During a closed-door meeting with the company in March, the UK Home Office agreed to advocate rolling out facial recognition in high street stores and supermarkets by sending a letter to the country’s privacy watchdog the Information Commissioner’s Office (ICO), a new report from The Guardian has revealed.
During the undisclosed consultation, Facewatch Founder Simon Gordon, policing minister Chris Philp and other Home Office officials discussed “retail crime and the benefits of privately owned facial recognition technology,” according to the meeting minutes obtained by privacy NGO Big Brother Watch.
The NGO argues that the meeting opens questions about government pressure on the independent regulator.
“The Home Office must urgently answer questions about this meeting, which appears to have led officials to lean on the [the Information Commissioner’s Office] in order to favor a firm that sells highly invasive facial recognition technology,” says Big Brother Watch Advocacy Manager Mark Johnson. “Government Ministers should strive to protect human rights, not cozy up to private companies whose products pose serious threats to civil liberties in the UK.”
The news comes amid mounting criticism from civil rights groups and members of the British Parliament against Facewatch and its biometric systems, deployed in nearly 400 high-street shops and supermarkets across the country.
Facewatch’s facial recognition solution, licensed from Amazon and RealNetworks (SAFR), aims to help businesses protect their customers, staff and stock by scanning people’s faces in real-time and sending an alert if a “subject of interest” has entered a store. The technology has found increasing adoption as stores report higher levels of shoplifting and other crime. At the same time, retailers have been complaining that the police are no longer taking retail crime seriously.
Responding to allegations that the Home Office is lobbying in favor of facial recognition cameras instead of more police work, Facewatch’s Gordon said that businesses had the responsibility to look after employees.
“It’s not the police’s job to look after your staff – you’ve got to take basic precautions,” he told The Guardian.
Gordon also defended Facewatch’s system saying it has few downsides. The images of innocent shoppers are kept on the system for 14 days. With the current accuracy of its camera technology standing at 99.85 percent, misidentification is rare and when they do happen, the implications are “minor,” he says.

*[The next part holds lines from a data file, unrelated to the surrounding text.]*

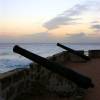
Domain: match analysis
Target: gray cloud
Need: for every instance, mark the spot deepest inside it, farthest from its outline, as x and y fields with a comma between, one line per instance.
x=71, y=16
x=66, y=17
x=96, y=26
x=48, y=38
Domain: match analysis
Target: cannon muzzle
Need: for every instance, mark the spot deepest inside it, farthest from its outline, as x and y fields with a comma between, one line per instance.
x=74, y=52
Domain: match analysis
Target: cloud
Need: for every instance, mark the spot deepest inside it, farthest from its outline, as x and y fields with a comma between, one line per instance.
x=66, y=17
x=96, y=26
x=71, y=16
x=48, y=38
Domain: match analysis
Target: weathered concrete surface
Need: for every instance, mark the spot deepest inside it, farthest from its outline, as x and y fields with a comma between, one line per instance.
x=91, y=69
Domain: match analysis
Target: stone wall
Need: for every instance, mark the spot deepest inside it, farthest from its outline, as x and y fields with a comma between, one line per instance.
x=39, y=81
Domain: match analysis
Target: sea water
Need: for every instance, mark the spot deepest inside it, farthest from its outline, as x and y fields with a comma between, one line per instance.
x=10, y=60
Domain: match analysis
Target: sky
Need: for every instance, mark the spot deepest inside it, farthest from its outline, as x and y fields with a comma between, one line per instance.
x=49, y=21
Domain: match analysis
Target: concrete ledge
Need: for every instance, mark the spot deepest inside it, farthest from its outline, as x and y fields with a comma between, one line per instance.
x=94, y=53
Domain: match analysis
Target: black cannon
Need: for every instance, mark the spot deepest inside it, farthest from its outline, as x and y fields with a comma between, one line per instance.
x=74, y=52
x=80, y=80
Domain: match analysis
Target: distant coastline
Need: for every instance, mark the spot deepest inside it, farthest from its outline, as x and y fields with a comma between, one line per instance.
x=54, y=43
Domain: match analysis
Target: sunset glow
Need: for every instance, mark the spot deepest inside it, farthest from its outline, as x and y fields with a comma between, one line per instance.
x=29, y=17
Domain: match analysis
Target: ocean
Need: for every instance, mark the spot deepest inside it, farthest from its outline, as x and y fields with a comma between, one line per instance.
x=10, y=60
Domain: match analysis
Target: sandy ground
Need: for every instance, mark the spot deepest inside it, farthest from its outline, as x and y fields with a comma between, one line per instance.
x=91, y=69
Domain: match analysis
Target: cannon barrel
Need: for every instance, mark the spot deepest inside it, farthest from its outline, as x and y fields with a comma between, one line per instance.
x=80, y=80
x=74, y=52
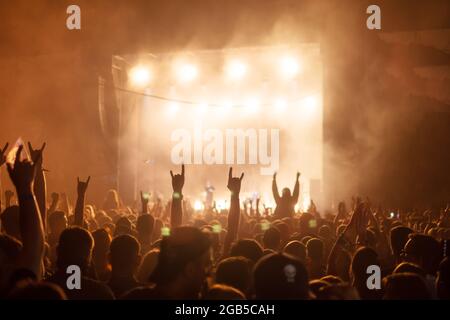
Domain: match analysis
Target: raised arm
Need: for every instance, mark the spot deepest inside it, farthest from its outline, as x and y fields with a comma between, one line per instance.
x=276, y=195
x=144, y=201
x=296, y=192
x=31, y=227
x=2, y=161
x=176, y=209
x=81, y=197
x=40, y=188
x=234, y=185
x=54, y=204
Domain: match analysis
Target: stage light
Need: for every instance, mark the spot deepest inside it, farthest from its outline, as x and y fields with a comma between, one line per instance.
x=289, y=66
x=306, y=202
x=198, y=205
x=221, y=205
x=173, y=108
x=140, y=76
x=236, y=70
x=187, y=73
x=280, y=105
x=202, y=107
x=252, y=105
x=310, y=103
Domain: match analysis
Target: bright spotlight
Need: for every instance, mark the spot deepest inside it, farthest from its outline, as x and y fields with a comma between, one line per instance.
x=222, y=204
x=140, y=76
x=198, y=205
x=173, y=108
x=310, y=103
x=252, y=105
x=289, y=66
x=236, y=70
x=202, y=107
x=280, y=104
x=187, y=73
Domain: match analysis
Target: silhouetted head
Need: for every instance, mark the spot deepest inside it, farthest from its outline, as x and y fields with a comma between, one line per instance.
x=314, y=249
x=235, y=272
x=148, y=265
x=280, y=277
x=296, y=249
x=123, y=226
x=399, y=236
x=286, y=193
x=424, y=251
x=57, y=222
x=405, y=286
x=124, y=254
x=343, y=263
x=111, y=200
x=10, y=222
x=184, y=260
x=144, y=227
x=316, y=285
x=271, y=238
x=37, y=291
x=363, y=258
x=409, y=268
x=443, y=280
x=325, y=232
x=247, y=248
x=223, y=292
x=74, y=248
x=102, y=241
x=10, y=249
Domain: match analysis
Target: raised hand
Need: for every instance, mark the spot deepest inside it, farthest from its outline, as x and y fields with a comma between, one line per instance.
x=178, y=180
x=82, y=186
x=144, y=201
x=8, y=197
x=55, y=197
x=2, y=154
x=22, y=173
x=234, y=184
x=36, y=154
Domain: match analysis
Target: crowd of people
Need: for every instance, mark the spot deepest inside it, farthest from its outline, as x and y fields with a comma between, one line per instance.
x=171, y=251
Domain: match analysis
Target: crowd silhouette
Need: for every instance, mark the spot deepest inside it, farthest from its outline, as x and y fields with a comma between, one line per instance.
x=160, y=251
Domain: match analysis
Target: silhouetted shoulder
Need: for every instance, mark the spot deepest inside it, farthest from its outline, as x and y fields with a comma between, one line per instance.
x=90, y=289
x=144, y=293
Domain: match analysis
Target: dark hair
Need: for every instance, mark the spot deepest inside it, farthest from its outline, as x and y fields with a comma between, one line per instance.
x=363, y=258
x=10, y=247
x=102, y=241
x=443, y=279
x=56, y=217
x=271, y=238
x=280, y=277
x=10, y=221
x=399, y=237
x=247, y=248
x=184, y=245
x=409, y=268
x=426, y=249
x=296, y=249
x=314, y=249
x=235, y=272
x=145, y=224
x=124, y=250
x=223, y=292
x=74, y=248
x=37, y=291
x=405, y=286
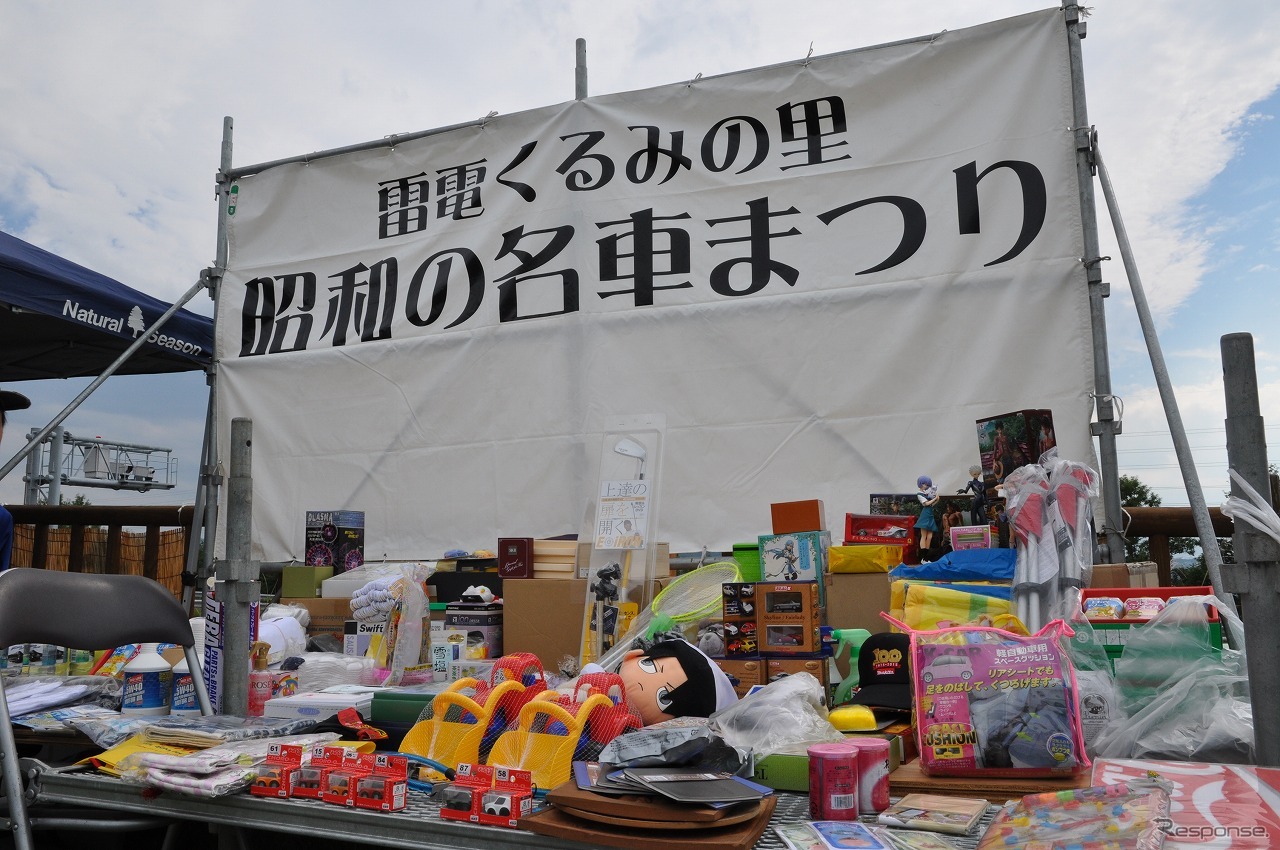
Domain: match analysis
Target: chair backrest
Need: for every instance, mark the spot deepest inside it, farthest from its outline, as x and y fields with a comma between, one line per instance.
x=88, y=611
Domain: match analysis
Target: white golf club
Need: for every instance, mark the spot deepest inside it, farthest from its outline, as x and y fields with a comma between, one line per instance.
x=631, y=448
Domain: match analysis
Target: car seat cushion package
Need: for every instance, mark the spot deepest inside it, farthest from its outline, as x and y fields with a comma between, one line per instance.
x=995, y=703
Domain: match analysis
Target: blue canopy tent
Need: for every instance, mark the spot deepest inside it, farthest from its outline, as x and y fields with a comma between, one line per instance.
x=59, y=319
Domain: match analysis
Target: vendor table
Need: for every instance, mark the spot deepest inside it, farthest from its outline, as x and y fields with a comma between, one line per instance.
x=419, y=826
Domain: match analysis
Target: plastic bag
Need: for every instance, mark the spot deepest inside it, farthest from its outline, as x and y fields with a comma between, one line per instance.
x=1100, y=700
x=408, y=650
x=789, y=711
x=1134, y=814
x=1185, y=699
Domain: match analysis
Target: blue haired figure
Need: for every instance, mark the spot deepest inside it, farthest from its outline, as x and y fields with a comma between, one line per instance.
x=928, y=521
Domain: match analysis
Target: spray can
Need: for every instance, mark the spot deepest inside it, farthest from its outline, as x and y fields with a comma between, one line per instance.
x=259, y=680
x=147, y=684
x=832, y=782
x=184, y=703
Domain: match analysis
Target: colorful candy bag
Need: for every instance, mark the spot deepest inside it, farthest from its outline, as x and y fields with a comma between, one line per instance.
x=1127, y=816
x=993, y=703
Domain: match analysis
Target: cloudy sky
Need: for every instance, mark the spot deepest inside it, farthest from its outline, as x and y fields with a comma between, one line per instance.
x=114, y=119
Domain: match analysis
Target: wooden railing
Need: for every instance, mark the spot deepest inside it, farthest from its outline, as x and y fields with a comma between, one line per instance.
x=1160, y=524
x=97, y=539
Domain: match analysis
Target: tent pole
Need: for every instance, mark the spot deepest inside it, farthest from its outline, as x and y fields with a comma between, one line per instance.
x=97, y=382
x=191, y=571
x=211, y=471
x=1106, y=428
x=1173, y=416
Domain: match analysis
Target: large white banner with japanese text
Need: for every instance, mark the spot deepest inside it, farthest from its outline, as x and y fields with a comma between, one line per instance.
x=821, y=274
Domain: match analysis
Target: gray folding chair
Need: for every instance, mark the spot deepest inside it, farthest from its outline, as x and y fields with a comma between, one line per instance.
x=85, y=611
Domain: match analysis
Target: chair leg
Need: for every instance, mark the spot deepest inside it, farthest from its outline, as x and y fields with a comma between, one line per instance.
x=10, y=766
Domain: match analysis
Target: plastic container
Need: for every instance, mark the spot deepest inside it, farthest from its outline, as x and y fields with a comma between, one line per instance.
x=873, y=762
x=259, y=680
x=183, y=703
x=147, y=684
x=832, y=782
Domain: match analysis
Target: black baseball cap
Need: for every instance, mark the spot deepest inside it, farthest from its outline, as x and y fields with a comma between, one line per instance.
x=883, y=672
x=13, y=401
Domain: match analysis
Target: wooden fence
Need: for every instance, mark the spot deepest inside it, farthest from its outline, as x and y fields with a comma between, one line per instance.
x=147, y=540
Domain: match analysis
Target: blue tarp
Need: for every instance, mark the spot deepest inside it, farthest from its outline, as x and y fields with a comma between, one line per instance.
x=59, y=319
x=964, y=565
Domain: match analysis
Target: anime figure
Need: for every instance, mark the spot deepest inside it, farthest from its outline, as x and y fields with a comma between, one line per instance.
x=1002, y=452
x=606, y=585
x=1046, y=437
x=928, y=521
x=672, y=679
x=790, y=558
x=978, y=507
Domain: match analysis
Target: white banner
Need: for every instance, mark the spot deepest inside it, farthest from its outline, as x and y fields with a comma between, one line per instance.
x=821, y=274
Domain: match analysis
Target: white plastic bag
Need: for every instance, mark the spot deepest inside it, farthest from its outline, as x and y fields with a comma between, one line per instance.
x=789, y=711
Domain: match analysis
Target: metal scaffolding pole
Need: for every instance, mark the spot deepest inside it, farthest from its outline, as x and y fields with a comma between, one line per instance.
x=1256, y=572
x=1191, y=479
x=237, y=588
x=1107, y=426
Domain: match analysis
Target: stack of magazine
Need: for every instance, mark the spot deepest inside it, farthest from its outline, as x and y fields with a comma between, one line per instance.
x=915, y=822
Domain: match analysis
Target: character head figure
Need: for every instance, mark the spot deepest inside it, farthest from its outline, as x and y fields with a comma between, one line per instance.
x=926, y=485
x=673, y=679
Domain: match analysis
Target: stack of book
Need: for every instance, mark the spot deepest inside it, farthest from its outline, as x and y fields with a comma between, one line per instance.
x=554, y=558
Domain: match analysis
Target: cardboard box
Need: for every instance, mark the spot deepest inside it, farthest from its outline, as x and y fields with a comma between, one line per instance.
x=790, y=517
x=855, y=601
x=544, y=616
x=328, y=616
x=304, y=579
x=336, y=538
x=1110, y=575
x=357, y=635
x=344, y=585
x=790, y=617
x=1114, y=634
x=745, y=673
x=739, y=615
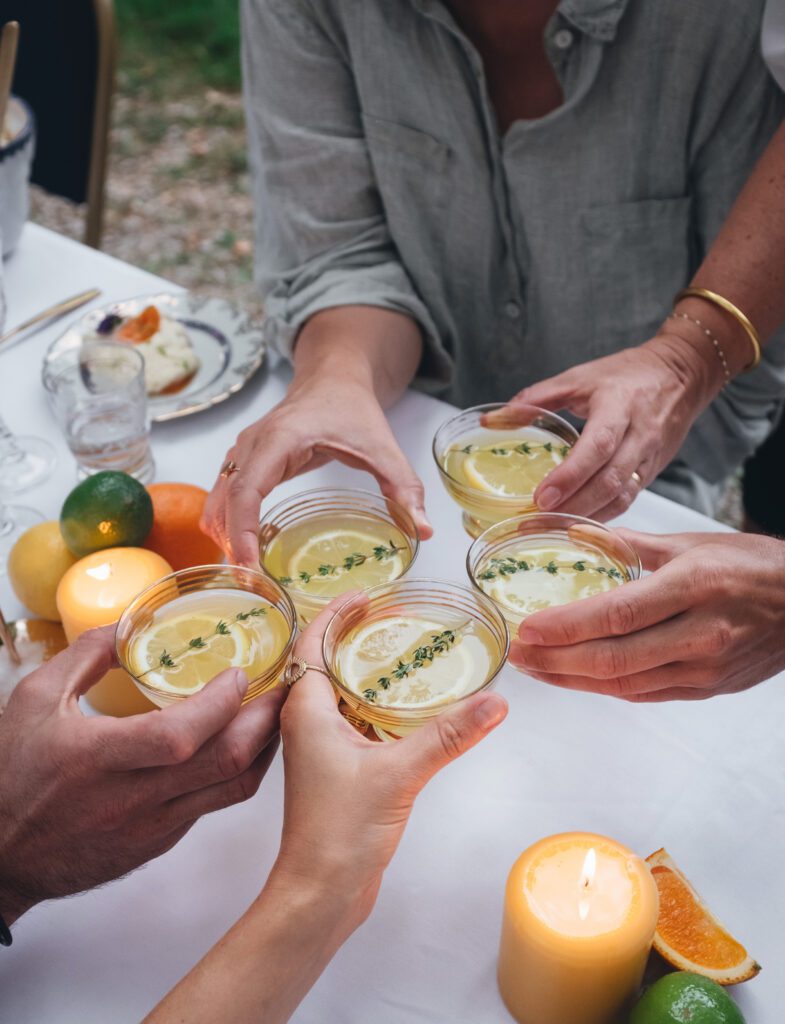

In July 2022, Big Brother Watch filed a complaint against the company and food retailer Southern Co-operative to the Information Commissioner’s Office, arguing that supermarkets were adding customers to secret watchlists with no due process.
In March 2023, the regulator concluded that Facewatch’s system was permissible under law. But the Information Commissioner’s Office also found that the company’s policies had breached data protection legislation on eight points, according to documents obtained by the NGO, with Facewatch promising to address the issues.
Since then, the firm has been advertising on its website and social media that the regulator deemed it fully compliant with UK Data Protection law.” This month, however, the Information Commissioner’s Office said that its approval is overstated and requested the company to stop using its logo in promotional material. The firm also deleted the UK DPA compliance statement on its website.
In April, more than 40 Members of the British Parliament signed a letter to the retail conglomerate Frasers Group, which uses systems made by the London-based startup, urging it to abandon technology they call “invasive and discriminatory.”